Variational Resummation of $\epsilon$-Expansions of Critical Exponents of Nonlinear O(N)-Symmetric $\sigma$-Model in $2+\epsilon$ Dimensions

TL;DR

This paper introduces a variational resummation technique to accurately determine critical exponents from epsilon-expansions of the nonlinear O(N) sigma-model in dimensions close to two, bridging weak and strong coupling regimes.

Contribution

The authors develop a novel variational resummation method that leverages epsilon-expansions as strong-coupling expansions, improving the accuracy of critical exponent calculations in nonlinear sigma-models.

Findings

Enhanced accuracy in critical exponent estimation near two dimensions

Established a link between epsilon-expansions and strong-coupling functions

Demonstrated the method using known expansion coefficients

Abstract

We develop a method for extracting accurate critical exponents from perturbation expansions of the O(n)-symmetric nonlinear sigma-model in D=2+ epsilon dimensions.

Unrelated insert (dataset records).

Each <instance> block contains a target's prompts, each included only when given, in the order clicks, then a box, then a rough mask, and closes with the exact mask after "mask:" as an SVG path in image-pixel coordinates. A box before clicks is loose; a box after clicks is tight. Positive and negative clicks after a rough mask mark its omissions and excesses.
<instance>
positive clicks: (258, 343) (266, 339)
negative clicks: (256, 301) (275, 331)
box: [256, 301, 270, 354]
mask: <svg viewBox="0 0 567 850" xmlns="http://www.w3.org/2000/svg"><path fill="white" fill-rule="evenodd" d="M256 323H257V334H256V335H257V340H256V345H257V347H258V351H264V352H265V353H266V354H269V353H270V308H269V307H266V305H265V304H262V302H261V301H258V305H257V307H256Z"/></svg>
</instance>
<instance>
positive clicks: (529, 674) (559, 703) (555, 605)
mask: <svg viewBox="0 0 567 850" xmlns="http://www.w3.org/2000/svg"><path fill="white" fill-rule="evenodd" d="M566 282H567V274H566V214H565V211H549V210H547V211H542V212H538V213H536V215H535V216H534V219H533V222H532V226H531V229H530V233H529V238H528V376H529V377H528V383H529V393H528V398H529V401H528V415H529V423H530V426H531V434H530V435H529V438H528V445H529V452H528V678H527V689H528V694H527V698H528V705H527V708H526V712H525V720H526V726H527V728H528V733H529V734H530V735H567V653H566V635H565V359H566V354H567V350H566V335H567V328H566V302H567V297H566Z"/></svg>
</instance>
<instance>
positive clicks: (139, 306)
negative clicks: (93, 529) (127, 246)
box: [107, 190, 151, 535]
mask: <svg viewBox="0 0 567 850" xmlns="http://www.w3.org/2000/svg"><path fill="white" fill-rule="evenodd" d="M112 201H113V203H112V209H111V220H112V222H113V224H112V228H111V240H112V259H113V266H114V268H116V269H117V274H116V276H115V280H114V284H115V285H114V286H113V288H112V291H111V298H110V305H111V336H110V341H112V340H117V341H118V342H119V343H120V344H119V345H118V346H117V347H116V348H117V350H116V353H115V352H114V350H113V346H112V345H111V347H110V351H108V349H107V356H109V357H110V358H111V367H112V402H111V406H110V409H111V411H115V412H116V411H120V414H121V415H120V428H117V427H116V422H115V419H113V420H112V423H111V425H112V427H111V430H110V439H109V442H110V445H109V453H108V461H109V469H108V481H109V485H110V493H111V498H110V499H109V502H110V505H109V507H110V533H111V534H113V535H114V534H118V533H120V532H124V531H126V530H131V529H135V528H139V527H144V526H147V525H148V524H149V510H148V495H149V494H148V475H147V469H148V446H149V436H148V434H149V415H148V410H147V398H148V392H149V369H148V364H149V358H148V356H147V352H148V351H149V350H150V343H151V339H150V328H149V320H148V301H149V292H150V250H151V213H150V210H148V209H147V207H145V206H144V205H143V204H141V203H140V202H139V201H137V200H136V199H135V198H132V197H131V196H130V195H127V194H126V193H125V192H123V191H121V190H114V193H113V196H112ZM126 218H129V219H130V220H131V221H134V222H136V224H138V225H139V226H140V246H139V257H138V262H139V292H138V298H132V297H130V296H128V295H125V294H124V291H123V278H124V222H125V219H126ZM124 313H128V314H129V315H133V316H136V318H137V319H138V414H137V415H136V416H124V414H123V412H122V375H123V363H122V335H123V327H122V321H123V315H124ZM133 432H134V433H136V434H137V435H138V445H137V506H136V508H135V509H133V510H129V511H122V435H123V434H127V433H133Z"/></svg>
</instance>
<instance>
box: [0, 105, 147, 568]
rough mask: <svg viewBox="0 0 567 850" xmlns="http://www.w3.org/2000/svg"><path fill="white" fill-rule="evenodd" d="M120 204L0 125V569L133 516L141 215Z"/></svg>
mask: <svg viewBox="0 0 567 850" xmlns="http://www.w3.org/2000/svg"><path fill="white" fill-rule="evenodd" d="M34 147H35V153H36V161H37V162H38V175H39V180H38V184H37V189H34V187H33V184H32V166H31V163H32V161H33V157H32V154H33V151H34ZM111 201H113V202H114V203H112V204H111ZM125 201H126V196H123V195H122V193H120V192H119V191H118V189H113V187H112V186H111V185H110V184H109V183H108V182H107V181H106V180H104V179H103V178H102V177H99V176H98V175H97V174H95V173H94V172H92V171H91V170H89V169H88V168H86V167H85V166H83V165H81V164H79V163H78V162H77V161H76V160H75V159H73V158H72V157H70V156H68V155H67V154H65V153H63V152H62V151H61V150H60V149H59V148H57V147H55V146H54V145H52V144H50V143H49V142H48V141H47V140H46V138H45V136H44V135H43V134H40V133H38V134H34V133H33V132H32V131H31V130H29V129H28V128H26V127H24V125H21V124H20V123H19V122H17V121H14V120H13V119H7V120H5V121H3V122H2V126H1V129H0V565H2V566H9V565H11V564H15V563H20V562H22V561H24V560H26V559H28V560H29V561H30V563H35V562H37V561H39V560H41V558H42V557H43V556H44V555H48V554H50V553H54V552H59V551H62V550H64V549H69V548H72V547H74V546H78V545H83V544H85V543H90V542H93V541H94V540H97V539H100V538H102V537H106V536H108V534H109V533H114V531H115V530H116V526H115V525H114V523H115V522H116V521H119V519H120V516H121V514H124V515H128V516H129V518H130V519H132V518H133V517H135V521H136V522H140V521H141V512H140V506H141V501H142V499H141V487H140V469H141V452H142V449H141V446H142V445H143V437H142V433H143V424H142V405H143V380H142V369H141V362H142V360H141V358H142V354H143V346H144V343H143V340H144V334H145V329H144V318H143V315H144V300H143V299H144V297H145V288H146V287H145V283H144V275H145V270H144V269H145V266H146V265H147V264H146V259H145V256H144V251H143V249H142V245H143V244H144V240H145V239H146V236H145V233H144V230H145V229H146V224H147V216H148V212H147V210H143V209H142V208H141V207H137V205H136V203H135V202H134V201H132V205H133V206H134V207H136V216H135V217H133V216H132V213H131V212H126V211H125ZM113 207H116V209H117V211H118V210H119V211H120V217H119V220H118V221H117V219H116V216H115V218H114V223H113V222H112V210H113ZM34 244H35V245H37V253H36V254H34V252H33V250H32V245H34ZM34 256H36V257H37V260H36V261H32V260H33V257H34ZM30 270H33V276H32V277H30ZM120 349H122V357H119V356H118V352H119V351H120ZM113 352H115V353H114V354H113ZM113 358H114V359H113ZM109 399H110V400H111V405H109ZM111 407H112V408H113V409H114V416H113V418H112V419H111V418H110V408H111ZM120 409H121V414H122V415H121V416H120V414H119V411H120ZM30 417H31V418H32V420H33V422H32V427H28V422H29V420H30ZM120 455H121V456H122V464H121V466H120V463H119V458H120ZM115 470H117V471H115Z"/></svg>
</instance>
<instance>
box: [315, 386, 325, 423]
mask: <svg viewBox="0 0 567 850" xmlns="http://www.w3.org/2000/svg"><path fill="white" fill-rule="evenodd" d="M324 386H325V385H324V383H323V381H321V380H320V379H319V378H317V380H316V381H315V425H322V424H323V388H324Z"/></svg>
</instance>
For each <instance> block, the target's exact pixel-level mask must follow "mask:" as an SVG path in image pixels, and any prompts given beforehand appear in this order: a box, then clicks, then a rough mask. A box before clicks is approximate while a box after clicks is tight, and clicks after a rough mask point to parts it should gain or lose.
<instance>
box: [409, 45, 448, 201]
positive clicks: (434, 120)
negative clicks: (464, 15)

This is possible by considering the epsilon-expansions in this model as strong-coupling expansions of functions of the variable tildevarepsilon = 2(4-D)/(D-2), whose first five weak-coupling expansion coefficients of powers of tildevarepsilon are known from varepsilon-expansions of critical exponents in O(n)-symmetric phi^4-theory in D=4-epsilon dimensions.